While The Killer is as richly, sleekly directed as any of Fincher’s other work, it throws a formal curve with what might be his most prominent use of handheld cinematography. This isn’t to say it takes up most of the film—the majority of the images still use steadicams, dolly tracks, and the like—but there are entire sequences shot handheld as a means to establish The Killer’s own frantic anxiety, his loss of control. This first use is subtle: as he waits to do a job, some delivery men unexpectedly show up, and he must hide in the shadows as he waits to potentially kill them. He doesn’t have to, but the tension in that possibility is established by the slightest distortion, the slightest shake of the camera. It’s the first time we’ve seen The Killer be worried, and it’s a fascinating sight.

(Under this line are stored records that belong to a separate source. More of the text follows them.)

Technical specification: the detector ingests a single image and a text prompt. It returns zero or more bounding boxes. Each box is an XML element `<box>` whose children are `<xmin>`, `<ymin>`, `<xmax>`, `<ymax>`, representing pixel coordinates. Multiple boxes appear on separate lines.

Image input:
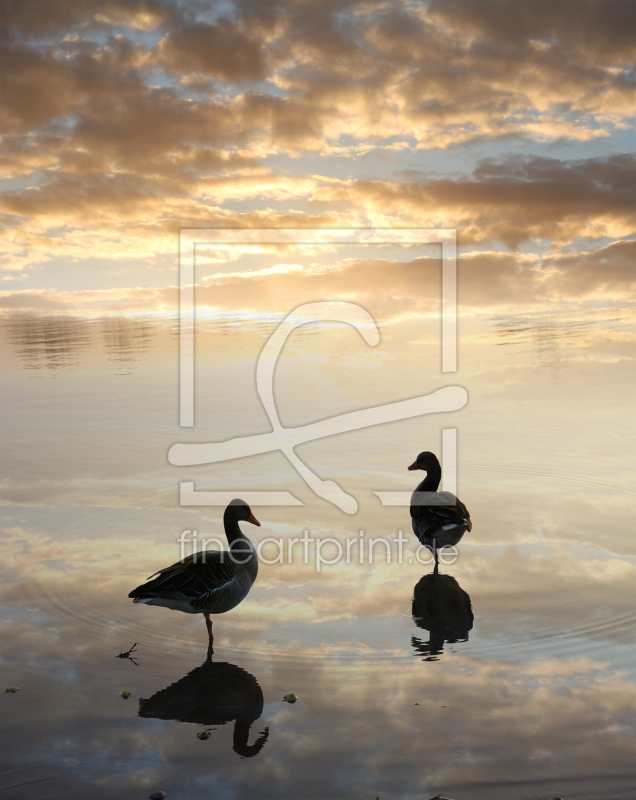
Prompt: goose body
<box><xmin>409</xmin><ymin>452</ymin><xmax>473</xmax><ymax>567</ymax></box>
<box><xmin>128</xmin><ymin>500</ymin><xmax>260</xmax><ymax>641</ymax></box>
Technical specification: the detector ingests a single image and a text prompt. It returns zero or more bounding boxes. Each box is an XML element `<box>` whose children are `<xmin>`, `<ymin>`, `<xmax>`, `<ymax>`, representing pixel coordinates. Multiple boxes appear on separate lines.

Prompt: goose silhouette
<box><xmin>411</xmin><ymin>573</ymin><xmax>475</xmax><ymax>661</ymax></box>
<box><xmin>139</xmin><ymin>646</ymin><xmax>269</xmax><ymax>758</ymax></box>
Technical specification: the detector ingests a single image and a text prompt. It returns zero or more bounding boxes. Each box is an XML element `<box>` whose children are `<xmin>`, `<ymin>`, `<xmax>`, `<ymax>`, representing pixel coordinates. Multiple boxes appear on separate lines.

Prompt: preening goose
<box><xmin>409</xmin><ymin>452</ymin><xmax>473</xmax><ymax>570</ymax></box>
<box><xmin>128</xmin><ymin>500</ymin><xmax>261</xmax><ymax>642</ymax></box>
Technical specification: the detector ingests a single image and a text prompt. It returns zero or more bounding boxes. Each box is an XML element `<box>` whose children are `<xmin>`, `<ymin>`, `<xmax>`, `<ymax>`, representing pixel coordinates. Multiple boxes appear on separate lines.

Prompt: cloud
<box><xmin>313</xmin><ymin>154</ymin><xmax>636</xmax><ymax>248</ymax></box>
<box><xmin>155</xmin><ymin>19</ymin><xmax>265</xmax><ymax>82</ymax></box>
<box><xmin>0</xmin><ymin>241</ymin><xmax>636</xmax><ymax>320</ymax></box>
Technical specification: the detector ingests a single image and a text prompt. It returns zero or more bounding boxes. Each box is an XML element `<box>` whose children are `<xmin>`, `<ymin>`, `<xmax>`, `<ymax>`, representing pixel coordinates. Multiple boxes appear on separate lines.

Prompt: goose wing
<box><xmin>411</xmin><ymin>490</ymin><xmax>472</xmax><ymax>530</ymax></box>
<box><xmin>128</xmin><ymin>550</ymin><xmax>236</xmax><ymax>599</ymax></box>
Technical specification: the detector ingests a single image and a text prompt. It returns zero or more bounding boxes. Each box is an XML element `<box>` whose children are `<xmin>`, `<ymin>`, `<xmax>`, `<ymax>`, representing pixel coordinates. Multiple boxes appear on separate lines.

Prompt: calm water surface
<box><xmin>1</xmin><ymin>315</ymin><xmax>636</xmax><ymax>800</ymax></box>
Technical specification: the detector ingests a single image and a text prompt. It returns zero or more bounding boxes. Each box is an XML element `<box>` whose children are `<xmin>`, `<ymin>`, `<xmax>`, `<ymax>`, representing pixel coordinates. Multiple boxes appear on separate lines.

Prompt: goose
<box><xmin>409</xmin><ymin>452</ymin><xmax>473</xmax><ymax>571</ymax></box>
<box><xmin>128</xmin><ymin>500</ymin><xmax>261</xmax><ymax>644</ymax></box>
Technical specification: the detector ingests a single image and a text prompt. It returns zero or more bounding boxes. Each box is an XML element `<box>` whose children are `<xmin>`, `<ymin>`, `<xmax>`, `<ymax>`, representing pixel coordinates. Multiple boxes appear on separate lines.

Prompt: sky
<box><xmin>0</xmin><ymin>0</ymin><xmax>636</xmax><ymax>315</ymax></box>
<box><xmin>0</xmin><ymin>6</ymin><xmax>636</xmax><ymax>800</ymax></box>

When a job goes wrong and he’s on the run, however, his motorcycle padlock won’t budge, the camera violently pans from the padlock to The Killer’s motorcycle helmet. We can’t see his face, but given the frantic motions of both his head and the camera, we can tell he’s terrified. The most prominent (and best) use of shaky cam is during a spectacular fight scene between The Killer and another, notably larger, assassin. The cinematography captures a flawless balance between viscerality and clarity. Up until this point, we’ve seen The Killer kill quite a few people. We’ve seen his ability to blend in, his willingness to kill, his ability to kill, but we haven’t seen his ability to fight mano-a-mano, and battling this hulk of a man credited only as The Brute (Sala Baker, who wore Sauron’s armor in Peter Jackson’s Lord of The Rings trilogy, in case you wondered just how big this Brute is). It’s the only scene when The Killer’s life is out of his own hands, and each of The Brute’s punches, each time The Killer is thrown into a table or wall, practically sounds like thunder.
This was an easy review to write, but it’s not so easy to end. There’s so much to say about the craft, the structure, the characterization, yet the film ends on a wholly content note. The Killer could only get this money from killing, and he relishes every penny. Aggro Dr1ft’s declaration to love and God at its end was messy and possibly insincere, but it may at least inspire the viewer to find a proper outlet for love. The Killer has no interest in such a declaration, even a messy one.
Whether you’re left uncomfortable by it, find yourself a little jealous, or simply feel nothing, its ending is as honest an ending as you can get.